Released on Thursday, the company survey says the median price in the provincial capital rose to $257,092 in the final quarter, for a year-over-year increase of 10.4 per cent.
Saint John saw an even greater increase, with the median price rising to $230,405, or 13.4 per cent.
To the east, Moncton housing price increases were almost constant in the last quarter. The city posted an aggregate home price of $191,678, inching less than half a percentage point higher from the same period in 2015.
Halifax ranks third
Following behind Saint John and Fredericton was Halifax, which saw the third-highest increase in housing prices of the six Atlantic Canadian cities included in the survey. In Halifax, ,the report says, the aggregate house price climbed to $310,656, representing a 4.3 per cent increase year over year.
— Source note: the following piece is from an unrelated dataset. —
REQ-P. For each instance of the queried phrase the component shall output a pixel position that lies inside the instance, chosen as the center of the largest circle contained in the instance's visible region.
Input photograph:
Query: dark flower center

The Royal LePage House Price Survey and Market Survey Forecast said it arrived at the aggregate prices using median prices of homes falling within different property types.
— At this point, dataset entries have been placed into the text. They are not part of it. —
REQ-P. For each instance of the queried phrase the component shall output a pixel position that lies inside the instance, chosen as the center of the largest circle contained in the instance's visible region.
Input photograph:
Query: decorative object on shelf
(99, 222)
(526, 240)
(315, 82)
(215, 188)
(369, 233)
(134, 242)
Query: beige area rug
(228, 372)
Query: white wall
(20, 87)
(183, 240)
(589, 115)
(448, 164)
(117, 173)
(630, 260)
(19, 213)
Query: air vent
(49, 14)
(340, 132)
Across the Northumberland Strait, the aggregate price in Charlottetown reached $228,706, as that city posted a 3.2 per cent increase in housing prices.
The report describes these as "healthy" increases.
The capital of Newfoundland and Labrador stood out in the Atlantic part of the survey after the aggregate price declined -1.5 per cent, to $334,782.
Goodbye to 'regional extremes'
Last year, Phil Soper, the head of Royal LePage, said the national real estate market saw the worst-ever "regional extremes" in house price appreciation.
He compared the negative growth in St. John's, for example, with the 25.6 per cent increase in Vancouver.
Soper, the president and chief executive of the company, suggested Thursday that this was changing.
"This economic drama put real estate at the forefront of everybody's mind last year, from the prime minister to the recent grad," he said in a statement.
"In 2017, we anticipate a movement away from the regional extremes of real estate feast and famine — and that is a very good thing."